Way back in the early days of 2005 Mick asked me to contribute a UUP perspective on Slugger for the 2005 Westminster elections. I got rather a lot wrong – but then Ian Paisley and Gerry Adams used to tell my Grandfather that he would be in a united Ireland by now.The 2007 Assembly elections will be interesting for my Party. Fair_Deal’s analysis here seems to indicate that he thinks the UUP will return something between 20-25 seats. If the election were held tomorrow, I’d agree, but an election campaign changes things just as goals change football matches.

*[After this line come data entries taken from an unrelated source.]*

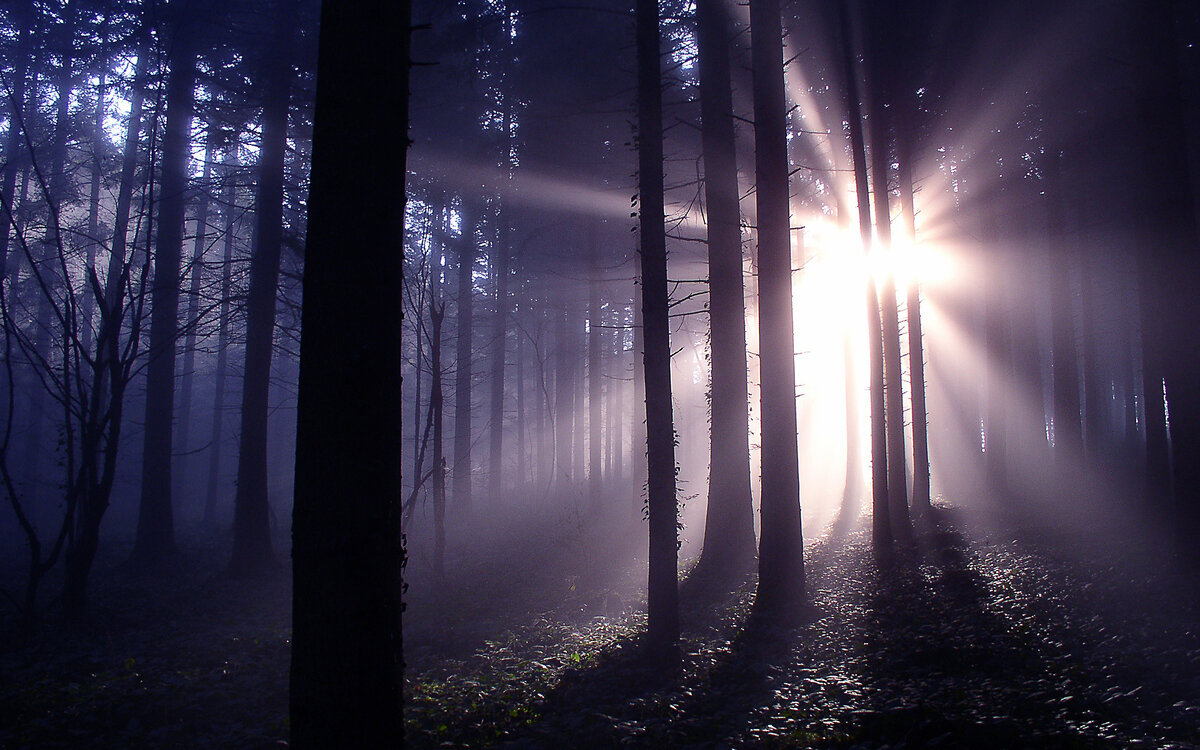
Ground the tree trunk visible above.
[588,224,605,506]
[451,208,475,510]
[750,0,804,612]
[229,0,296,576]
[133,10,196,566]
[290,0,412,750]
[696,0,755,576]
[0,2,34,283]
[838,0,894,554]
[636,0,679,661]
[868,21,912,540]
[204,151,238,530]
[176,136,212,499]
[896,120,932,517]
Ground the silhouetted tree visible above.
[635,0,679,659]
[750,0,804,604]
[290,0,412,749]
[696,0,755,575]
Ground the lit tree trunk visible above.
[836,0,894,554]
[1046,151,1084,468]
[229,0,296,576]
[750,0,804,612]
[487,209,511,493]
[588,226,604,505]
[896,106,932,516]
[133,13,196,565]
[696,0,755,576]
[451,208,475,510]
[290,0,412,750]
[636,0,679,661]
[430,219,446,578]
[204,150,238,530]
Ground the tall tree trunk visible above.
[588,224,605,506]
[133,8,196,565]
[290,0,412,750]
[0,2,34,283]
[229,0,297,576]
[178,136,214,494]
[750,0,804,612]
[836,0,894,554]
[204,150,238,530]
[1046,150,1084,469]
[430,223,446,580]
[451,208,475,510]
[696,0,755,576]
[889,121,932,517]
[636,0,679,661]
[868,19,912,540]
[487,216,511,493]
[552,294,574,494]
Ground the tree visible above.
[696,0,755,574]
[133,0,196,565]
[229,0,295,576]
[836,0,894,554]
[750,0,804,613]
[636,0,679,660]
[290,0,412,749]
[866,6,912,540]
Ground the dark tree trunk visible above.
[0,2,34,283]
[866,19,912,540]
[430,223,446,578]
[636,0,679,660]
[204,152,238,530]
[1046,152,1084,468]
[451,211,475,510]
[750,0,804,612]
[290,0,412,750]
[696,0,755,576]
[836,0,894,554]
[588,231,605,506]
[133,10,196,565]
[229,0,296,576]
[553,295,574,494]
[176,136,212,486]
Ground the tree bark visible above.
[636,0,679,661]
[696,0,755,576]
[750,0,804,612]
[133,2,196,566]
[290,0,412,750]
[836,0,894,556]
[451,206,475,510]
[229,0,297,576]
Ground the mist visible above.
[0,0,1200,748]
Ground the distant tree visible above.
[635,0,679,660]
[229,0,296,576]
[290,0,412,749]
[866,6,912,540]
[450,205,479,510]
[696,0,755,575]
[835,0,894,554]
[750,0,804,613]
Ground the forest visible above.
[0,0,1200,749]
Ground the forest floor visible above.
[0,499,1200,749]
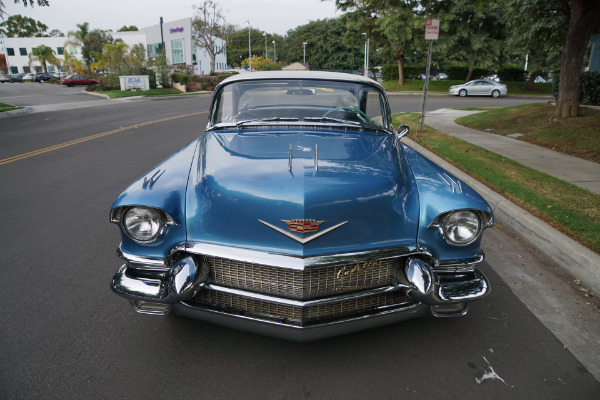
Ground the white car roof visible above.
[219,71,382,87]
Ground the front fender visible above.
[403,145,492,261]
[111,140,198,258]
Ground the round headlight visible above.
[123,207,164,242]
[443,211,481,245]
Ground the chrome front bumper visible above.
[111,247,490,341]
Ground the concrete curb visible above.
[0,107,33,118]
[402,138,600,293]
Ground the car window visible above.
[211,79,391,129]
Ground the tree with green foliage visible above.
[29,44,60,73]
[0,15,48,37]
[335,0,425,85]
[502,0,570,90]
[0,0,50,18]
[224,27,265,68]
[552,0,600,120]
[192,0,225,72]
[282,18,365,70]
[425,0,506,81]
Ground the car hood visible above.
[186,127,419,256]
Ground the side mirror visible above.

I have nothing but confidence in the party leader that the lessons of the past have been learned, and that we will not be complacent enough to pick a number that seems likely or desirable and pray. I would not make that statement without having evidence in my own mind.

There has been criticism on this blog and elsewhere at South Belfast, East Antrim, Strangford, North Down, Upper Bann and my own Association of Lagan Valley taking the decision to run three candidates where two appears in conventional wisdom to be the better decision. Initially I have to admit that I shared this opinion, and came close to voting against it, however have come to the decision that it is worth the perceived risk.

I have looked at some heavily or completely unionist DEAs to see what effect the UUP running too many candidates has. Whilst I looked at random and by no means conclusively at the 2005 results, I only found one instance, in Castlereagh, where standing two candidates instead of three might have returned two seats (although I would have to look at the full results sheet to see conclusively).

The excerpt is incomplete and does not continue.